Dudmaston’s other works by Twentyman include his first sculptural contribution to the property, The Watcher, which majestically overlooks the beautiful lake on the estate, while some of his other works are also on display in the grounds.
The Blade is positioned in the American Garden above the lake, punctuating a view down towards The Watcher and linking in with his other major pieces in the grounds, including The Spaceframe, Dog Memorial and Abstract Form.
As well as Twentyman’s outdoor sculptures, there is a collection of nine smaller sculptures and maquettes in the modern art galleries at Dudmaston, alongside other works by well-known 20th-century modernists such as Barbara Hepworth and Henry Moore, who met and very much influenced Twentyman.
National Trust curator Sarah Kay said: “Sir George had a connoisseur's eye for living artists and commissioned a number of works by Twentyman.
“When interviewed in 1987, he wished ‘that more people would consider the present generation of artists – and not just the safe ones – when they are adding to their collections in old properties’.
“His collection of modern art is most unusual in a historic country house, displayed as the collector intended, and is one of Dudmaston’s principal attractions.”
John Chu, National Trust curator for pictures and sculpture, said: “The Blade is a wonderful addition to the grounds of Dudmaston – a place that Twentyman knew so intimately.
“Much like his contemporaries Henry Moore and Barbara Hepworth, he responded to the natural forms of the landscape through his art, so it is particularly gratifying that visitors will be able to enjoy the work in such a beautiful setting.”
Twentyman’s work features in an exhibition called The Modern Movement, which explores British modern and contemporary art from prominent artists of the early 20th century, including Barbara Hepworth, Henry Moore and Ben Nicholson.
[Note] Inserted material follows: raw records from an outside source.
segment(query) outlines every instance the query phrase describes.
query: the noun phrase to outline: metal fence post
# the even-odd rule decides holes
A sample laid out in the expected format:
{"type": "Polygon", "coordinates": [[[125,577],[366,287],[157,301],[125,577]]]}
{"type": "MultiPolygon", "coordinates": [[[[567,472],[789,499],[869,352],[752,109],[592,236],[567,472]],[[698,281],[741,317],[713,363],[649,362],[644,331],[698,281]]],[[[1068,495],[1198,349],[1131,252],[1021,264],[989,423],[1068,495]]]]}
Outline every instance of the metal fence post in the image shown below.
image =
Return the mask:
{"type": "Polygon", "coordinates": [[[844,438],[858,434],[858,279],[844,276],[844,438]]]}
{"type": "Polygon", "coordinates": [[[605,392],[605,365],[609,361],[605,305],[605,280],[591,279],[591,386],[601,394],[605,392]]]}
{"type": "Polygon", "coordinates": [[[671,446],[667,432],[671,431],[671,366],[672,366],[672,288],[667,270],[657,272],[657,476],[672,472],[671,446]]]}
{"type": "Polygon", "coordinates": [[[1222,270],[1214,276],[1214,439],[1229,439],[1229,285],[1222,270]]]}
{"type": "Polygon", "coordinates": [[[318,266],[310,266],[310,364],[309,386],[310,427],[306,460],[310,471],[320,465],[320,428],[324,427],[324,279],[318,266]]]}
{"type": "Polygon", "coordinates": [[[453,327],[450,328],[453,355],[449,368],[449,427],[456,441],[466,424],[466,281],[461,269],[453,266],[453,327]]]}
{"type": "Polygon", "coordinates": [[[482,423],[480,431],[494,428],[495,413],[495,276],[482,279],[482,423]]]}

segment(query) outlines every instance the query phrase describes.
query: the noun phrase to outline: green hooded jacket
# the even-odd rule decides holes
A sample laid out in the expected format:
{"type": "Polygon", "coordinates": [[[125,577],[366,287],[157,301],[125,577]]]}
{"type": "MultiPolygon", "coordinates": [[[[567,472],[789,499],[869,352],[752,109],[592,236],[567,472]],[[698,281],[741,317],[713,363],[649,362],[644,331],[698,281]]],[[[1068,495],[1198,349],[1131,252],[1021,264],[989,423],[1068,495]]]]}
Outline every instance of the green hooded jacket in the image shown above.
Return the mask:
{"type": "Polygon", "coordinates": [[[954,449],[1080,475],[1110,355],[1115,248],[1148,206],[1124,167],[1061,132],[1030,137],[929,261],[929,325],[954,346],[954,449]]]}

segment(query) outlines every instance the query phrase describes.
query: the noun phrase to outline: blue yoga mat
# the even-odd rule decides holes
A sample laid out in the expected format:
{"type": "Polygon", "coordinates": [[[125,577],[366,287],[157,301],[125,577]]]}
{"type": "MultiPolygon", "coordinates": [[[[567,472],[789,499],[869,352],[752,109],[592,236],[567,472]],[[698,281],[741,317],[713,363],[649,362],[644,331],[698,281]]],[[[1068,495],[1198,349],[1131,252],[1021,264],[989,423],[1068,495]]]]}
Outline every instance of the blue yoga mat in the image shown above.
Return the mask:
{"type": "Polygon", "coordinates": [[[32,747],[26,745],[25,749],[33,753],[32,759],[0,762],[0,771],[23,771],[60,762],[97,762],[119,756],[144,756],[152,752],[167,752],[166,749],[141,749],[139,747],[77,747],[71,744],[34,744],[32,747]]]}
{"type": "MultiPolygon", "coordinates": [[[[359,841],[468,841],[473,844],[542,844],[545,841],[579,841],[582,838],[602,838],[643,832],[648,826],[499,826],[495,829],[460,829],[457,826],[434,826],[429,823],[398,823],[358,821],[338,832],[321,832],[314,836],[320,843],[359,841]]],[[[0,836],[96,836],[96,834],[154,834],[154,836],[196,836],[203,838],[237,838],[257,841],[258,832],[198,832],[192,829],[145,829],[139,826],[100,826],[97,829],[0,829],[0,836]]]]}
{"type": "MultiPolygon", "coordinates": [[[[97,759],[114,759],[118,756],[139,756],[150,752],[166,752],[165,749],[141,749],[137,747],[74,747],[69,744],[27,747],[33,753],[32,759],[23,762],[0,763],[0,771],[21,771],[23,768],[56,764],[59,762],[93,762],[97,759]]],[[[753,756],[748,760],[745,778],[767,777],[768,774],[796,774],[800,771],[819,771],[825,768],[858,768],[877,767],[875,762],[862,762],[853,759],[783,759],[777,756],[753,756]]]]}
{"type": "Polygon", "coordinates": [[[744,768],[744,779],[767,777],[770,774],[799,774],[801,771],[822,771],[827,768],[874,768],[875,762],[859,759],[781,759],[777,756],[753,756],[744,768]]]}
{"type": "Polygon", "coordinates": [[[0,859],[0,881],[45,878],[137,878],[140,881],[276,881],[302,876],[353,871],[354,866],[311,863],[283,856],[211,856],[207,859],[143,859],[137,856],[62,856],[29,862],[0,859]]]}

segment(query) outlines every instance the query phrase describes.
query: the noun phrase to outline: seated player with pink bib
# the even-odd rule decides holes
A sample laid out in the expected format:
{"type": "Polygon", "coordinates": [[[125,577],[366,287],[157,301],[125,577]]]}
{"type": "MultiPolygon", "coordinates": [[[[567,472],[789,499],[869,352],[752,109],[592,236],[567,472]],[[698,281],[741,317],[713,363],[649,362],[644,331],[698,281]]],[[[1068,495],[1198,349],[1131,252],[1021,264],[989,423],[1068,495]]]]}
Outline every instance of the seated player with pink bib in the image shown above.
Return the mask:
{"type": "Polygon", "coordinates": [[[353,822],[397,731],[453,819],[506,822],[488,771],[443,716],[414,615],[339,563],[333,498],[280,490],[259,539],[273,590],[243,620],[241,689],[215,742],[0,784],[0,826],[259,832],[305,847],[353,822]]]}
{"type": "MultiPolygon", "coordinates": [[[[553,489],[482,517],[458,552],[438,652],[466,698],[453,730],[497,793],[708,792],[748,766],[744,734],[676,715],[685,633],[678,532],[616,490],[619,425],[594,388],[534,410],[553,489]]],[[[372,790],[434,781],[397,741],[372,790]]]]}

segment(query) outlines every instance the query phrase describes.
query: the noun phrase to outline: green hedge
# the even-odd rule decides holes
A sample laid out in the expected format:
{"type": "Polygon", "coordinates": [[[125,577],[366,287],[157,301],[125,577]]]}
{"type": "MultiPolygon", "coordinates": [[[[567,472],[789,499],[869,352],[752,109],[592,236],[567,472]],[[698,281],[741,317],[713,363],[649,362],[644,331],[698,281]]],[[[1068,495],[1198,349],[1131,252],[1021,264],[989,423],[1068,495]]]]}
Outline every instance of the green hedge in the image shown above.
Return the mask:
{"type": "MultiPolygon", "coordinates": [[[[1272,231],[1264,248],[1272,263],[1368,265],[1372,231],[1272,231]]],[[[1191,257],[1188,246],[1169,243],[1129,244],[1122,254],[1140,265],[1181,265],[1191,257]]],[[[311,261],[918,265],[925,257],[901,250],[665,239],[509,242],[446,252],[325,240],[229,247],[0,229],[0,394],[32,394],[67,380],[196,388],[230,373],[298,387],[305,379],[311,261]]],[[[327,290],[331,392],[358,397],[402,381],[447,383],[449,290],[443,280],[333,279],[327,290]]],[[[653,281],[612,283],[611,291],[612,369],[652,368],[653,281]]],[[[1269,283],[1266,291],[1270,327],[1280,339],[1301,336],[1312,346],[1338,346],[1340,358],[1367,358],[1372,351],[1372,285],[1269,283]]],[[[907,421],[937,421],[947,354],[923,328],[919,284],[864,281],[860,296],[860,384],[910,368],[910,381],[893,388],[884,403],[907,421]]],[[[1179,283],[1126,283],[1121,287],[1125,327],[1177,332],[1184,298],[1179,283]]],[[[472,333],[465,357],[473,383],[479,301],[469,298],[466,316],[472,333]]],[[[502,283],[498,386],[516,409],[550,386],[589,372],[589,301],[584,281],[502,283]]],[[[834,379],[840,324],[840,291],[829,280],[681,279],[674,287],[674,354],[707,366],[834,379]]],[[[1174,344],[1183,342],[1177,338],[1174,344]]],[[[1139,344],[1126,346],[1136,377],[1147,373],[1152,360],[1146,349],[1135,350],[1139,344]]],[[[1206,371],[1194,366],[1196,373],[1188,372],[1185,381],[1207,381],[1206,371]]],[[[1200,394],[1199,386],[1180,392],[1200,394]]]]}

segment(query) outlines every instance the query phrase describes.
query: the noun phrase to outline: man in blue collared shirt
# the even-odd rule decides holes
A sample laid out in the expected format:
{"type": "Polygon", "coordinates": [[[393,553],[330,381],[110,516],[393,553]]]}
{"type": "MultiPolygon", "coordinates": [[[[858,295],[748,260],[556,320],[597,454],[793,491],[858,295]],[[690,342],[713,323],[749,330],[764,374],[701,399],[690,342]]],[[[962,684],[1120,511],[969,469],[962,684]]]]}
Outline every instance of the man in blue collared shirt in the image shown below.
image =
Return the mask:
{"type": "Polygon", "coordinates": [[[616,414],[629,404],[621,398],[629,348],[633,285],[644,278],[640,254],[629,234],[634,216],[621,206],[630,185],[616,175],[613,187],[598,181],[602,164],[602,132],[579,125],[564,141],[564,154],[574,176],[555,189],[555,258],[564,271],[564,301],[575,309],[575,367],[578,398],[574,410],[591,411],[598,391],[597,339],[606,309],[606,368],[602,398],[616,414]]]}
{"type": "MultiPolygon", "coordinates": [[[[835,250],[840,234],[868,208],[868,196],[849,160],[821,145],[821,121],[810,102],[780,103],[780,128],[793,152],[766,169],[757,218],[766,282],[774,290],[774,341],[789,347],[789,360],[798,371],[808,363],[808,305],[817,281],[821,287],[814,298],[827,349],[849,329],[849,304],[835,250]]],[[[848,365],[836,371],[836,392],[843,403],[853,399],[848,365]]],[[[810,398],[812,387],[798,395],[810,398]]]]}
The grounds of Dudmaston Hall are open from March to October and the modern art galleries are open Sunday to Thursday from March 13 to November 27.
Anthony Twentyman was born in Wolverhampton in 1906. As a young man he learned the skill of direct carving into wood. During the Second World War, Twentyman was one of the many Allied prisoners of war forced to work as slave labour on the Burma railway.
Upon returning to his family home in Claverley, he embarked on direct carving into stone and became a distinguished pioneer in the field of post-war British abstract sculpture.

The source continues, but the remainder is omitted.